Hakk Din ile diğer beşeri dinler, yasama ve yürütme açısından birbirlerinden farklıdırlar, birbirinden ayrıdırlar; birleşemezler, kesişemezler, bir sentez oluşturamazlar. Zaten birleşmemeli ve kesişmemelidirler.

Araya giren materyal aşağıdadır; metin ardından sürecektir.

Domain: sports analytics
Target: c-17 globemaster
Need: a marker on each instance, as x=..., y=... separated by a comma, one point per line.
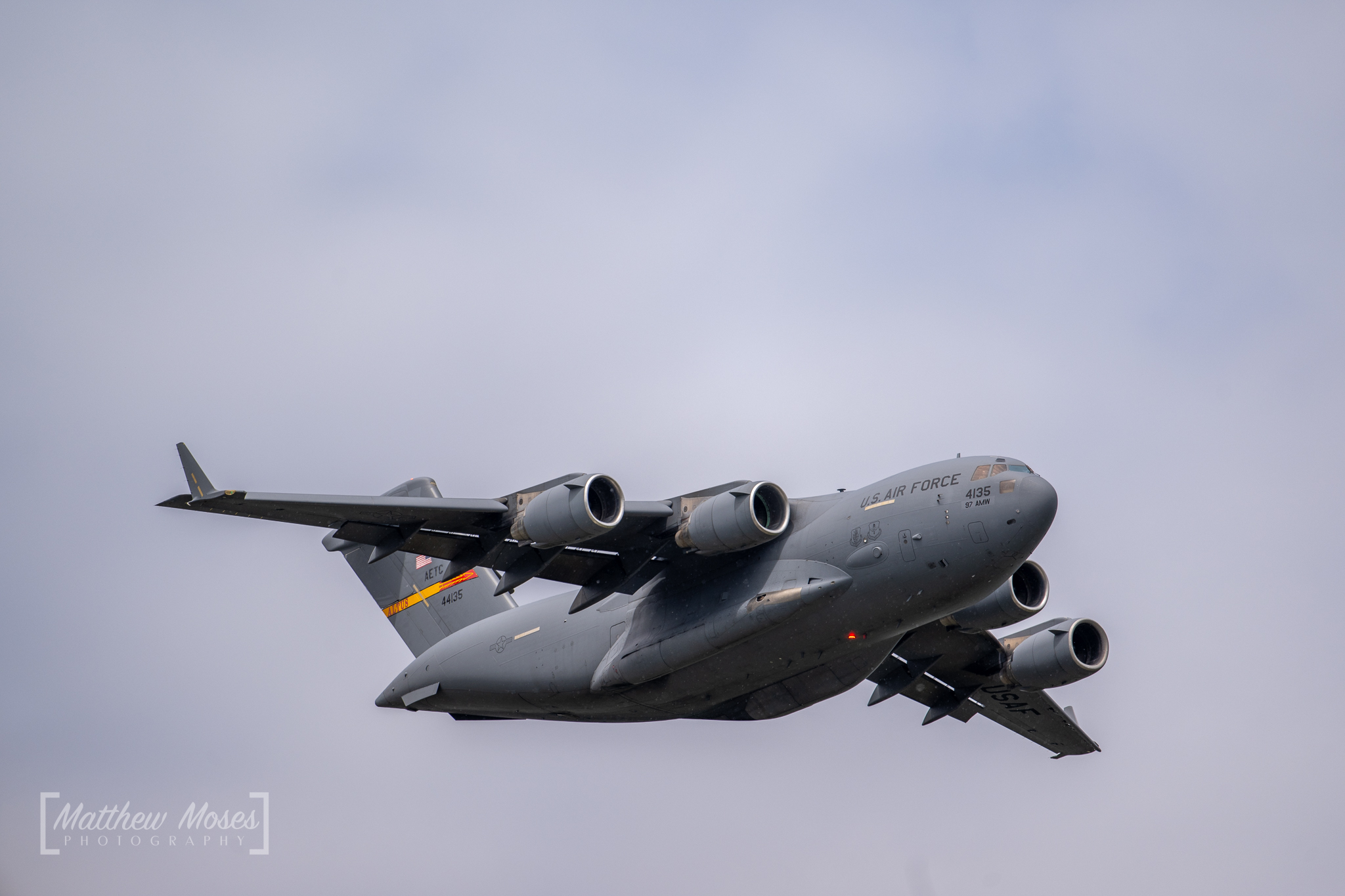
x=734, y=602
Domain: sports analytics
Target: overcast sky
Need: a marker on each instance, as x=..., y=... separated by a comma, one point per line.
x=337, y=246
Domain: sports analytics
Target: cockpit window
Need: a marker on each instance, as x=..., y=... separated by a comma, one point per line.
x=986, y=471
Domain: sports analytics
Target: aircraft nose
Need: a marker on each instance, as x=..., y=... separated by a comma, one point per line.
x=1039, y=499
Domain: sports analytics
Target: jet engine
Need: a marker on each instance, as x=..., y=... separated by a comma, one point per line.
x=1061, y=654
x=1023, y=597
x=736, y=521
x=571, y=512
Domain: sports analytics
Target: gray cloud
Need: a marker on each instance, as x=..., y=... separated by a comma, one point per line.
x=335, y=246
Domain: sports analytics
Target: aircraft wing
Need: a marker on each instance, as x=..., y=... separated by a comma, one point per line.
x=956, y=673
x=334, y=511
x=466, y=532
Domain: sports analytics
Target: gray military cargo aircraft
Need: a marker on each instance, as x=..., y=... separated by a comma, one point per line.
x=734, y=602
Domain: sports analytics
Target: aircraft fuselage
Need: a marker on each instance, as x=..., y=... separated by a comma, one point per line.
x=870, y=565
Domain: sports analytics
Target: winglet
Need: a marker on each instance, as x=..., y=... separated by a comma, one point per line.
x=197, y=481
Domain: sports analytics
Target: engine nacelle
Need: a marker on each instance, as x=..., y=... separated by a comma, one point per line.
x=571, y=512
x=736, y=521
x=1064, y=653
x=1023, y=597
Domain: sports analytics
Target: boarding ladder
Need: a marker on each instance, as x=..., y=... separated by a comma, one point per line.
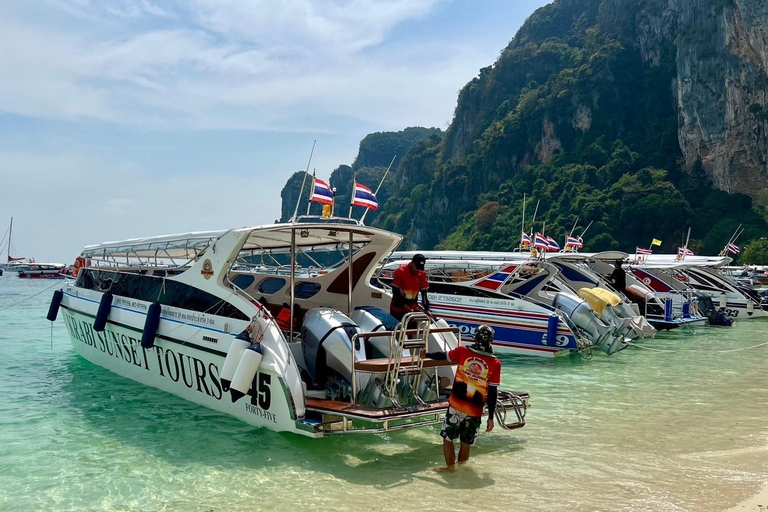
x=412, y=334
x=403, y=369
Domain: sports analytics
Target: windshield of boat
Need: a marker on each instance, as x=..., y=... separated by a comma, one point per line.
x=316, y=259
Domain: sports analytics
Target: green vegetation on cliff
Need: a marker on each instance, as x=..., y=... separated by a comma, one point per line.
x=575, y=114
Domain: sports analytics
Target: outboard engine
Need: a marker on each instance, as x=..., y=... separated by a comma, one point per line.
x=371, y=319
x=584, y=317
x=708, y=309
x=326, y=342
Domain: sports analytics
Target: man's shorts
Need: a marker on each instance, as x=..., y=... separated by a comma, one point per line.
x=458, y=424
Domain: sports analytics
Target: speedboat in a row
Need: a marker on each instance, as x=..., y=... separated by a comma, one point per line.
x=277, y=325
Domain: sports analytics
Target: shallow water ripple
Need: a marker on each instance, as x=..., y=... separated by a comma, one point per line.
x=679, y=423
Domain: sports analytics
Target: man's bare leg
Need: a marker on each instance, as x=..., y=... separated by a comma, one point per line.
x=464, y=452
x=449, y=452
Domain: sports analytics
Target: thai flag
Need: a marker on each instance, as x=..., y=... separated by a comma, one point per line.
x=572, y=241
x=321, y=192
x=363, y=196
x=553, y=246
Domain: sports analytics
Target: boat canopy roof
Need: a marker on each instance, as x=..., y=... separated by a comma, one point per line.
x=584, y=256
x=314, y=233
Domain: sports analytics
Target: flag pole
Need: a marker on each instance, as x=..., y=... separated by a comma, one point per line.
x=296, y=210
x=574, y=226
x=522, y=227
x=352, y=198
x=534, y=214
x=729, y=242
x=570, y=234
x=688, y=239
x=309, y=201
x=585, y=230
x=377, y=188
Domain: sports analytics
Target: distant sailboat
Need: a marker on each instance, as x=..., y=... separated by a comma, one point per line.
x=11, y=263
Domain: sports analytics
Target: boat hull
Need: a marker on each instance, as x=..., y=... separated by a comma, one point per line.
x=175, y=365
x=41, y=274
x=517, y=330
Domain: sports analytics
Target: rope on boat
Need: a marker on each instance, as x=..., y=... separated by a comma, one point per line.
x=648, y=348
x=31, y=296
x=745, y=348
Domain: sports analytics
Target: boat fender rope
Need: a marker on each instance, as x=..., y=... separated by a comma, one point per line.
x=103, y=313
x=53, y=309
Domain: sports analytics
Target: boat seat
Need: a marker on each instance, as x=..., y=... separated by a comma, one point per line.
x=384, y=364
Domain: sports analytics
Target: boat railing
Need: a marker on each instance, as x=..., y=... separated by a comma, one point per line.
x=405, y=370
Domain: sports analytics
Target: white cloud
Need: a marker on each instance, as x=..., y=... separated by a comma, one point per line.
x=254, y=65
x=69, y=201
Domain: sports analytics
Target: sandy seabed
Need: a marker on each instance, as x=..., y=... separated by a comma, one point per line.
x=757, y=503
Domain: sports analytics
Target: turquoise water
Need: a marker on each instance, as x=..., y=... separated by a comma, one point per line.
x=679, y=425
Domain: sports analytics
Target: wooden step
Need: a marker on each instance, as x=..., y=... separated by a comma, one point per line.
x=384, y=364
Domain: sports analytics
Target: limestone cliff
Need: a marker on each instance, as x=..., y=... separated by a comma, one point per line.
x=719, y=81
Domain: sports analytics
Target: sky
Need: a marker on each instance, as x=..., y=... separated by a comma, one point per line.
x=129, y=118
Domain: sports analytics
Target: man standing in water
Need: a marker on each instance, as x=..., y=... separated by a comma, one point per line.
x=618, y=277
x=478, y=376
x=409, y=280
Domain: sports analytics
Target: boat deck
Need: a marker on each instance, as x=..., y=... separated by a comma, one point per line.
x=371, y=413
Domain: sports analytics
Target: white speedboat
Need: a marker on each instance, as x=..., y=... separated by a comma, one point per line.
x=703, y=274
x=276, y=325
x=524, y=299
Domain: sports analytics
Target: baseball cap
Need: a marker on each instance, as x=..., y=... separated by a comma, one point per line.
x=418, y=261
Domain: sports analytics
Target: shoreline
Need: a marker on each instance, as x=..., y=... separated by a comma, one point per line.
x=757, y=503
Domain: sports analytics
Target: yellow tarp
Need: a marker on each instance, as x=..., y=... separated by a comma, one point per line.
x=598, y=298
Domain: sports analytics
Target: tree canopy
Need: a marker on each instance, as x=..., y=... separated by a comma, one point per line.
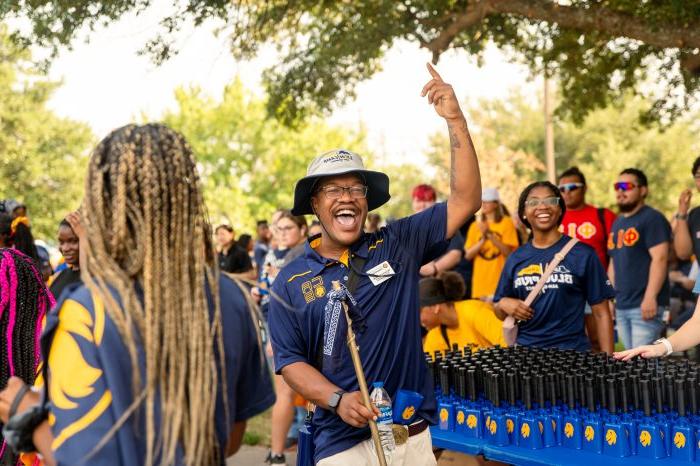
x=598, y=49
x=509, y=139
x=249, y=163
x=42, y=156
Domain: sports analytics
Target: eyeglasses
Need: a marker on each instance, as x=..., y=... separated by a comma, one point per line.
x=535, y=202
x=624, y=186
x=336, y=192
x=568, y=187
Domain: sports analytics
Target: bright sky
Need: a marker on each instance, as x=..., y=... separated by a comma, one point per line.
x=107, y=84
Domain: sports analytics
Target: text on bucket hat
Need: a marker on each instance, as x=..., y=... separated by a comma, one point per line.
x=490, y=195
x=336, y=163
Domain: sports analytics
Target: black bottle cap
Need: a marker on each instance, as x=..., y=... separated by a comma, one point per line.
x=471, y=384
x=590, y=395
x=646, y=396
x=658, y=387
x=570, y=392
x=445, y=379
x=462, y=382
x=693, y=395
x=670, y=395
x=495, y=390
x=602, y=391
x=634, y=390
x=527, y=392
x=552, y=388
x=510, y=384
x=539, y=389
x=680, y=396
x=612, y=395
x=624, y=393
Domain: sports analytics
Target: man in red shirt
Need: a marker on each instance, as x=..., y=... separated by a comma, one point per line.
x=588, y=224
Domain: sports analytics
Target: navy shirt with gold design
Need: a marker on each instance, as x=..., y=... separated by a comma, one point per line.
x=390, y=345
x=629, y=242
x=90, y=379
x=558, y=320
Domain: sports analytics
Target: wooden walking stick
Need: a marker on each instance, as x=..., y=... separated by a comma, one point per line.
x=362, y=382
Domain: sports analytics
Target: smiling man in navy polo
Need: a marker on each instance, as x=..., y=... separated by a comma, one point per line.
x=309, y=341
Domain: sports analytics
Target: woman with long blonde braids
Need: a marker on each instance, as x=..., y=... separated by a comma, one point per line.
x=155, y=360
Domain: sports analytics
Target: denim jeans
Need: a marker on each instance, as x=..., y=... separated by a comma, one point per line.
x=635, y=331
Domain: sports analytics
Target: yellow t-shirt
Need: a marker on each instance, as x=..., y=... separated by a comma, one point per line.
x=477, y=325
x=489, y=263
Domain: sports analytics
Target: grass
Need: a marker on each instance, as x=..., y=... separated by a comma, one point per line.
x=258, y=430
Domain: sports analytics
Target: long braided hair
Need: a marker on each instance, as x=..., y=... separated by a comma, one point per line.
x=24, y=301
x=146, y=227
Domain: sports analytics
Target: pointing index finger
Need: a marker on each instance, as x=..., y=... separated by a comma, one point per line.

Hakk Dîn'in Allah tarafından belirlenmiş, siyasî, iktisadî, hukukî ana ilkeleri vardır. Doğal olarak beşerî dinlerin de bu konularda ilkeleri vardır. Bu noktada Müslüman kendi dinini, Müslüman olmayan da kendi dinini/düzenini yaşamalıdır. Kimse bir diğerininkine karışmamalıdır. Fitne olmadığı sürece Müslüman, Müslüman olmayana zor kullanmamalıdır. Müslüman da İslâm'ın ilkelerinin tamamını kabullenmeli, saf dinine yapay dinlerin ilkelerinden karıştırmamalıdır. Hak Din'deki herhangi bir ilkenin yerine yapay dinlerden bir ilke benimsenmesi, Rabbimizin Bakara; 85’deki beyanı gereği, kâfirliktir. Herkesin mertçe, sonucuna katlanmak kaydıyla mümin veya kâfir olma özgürlüğü vardır.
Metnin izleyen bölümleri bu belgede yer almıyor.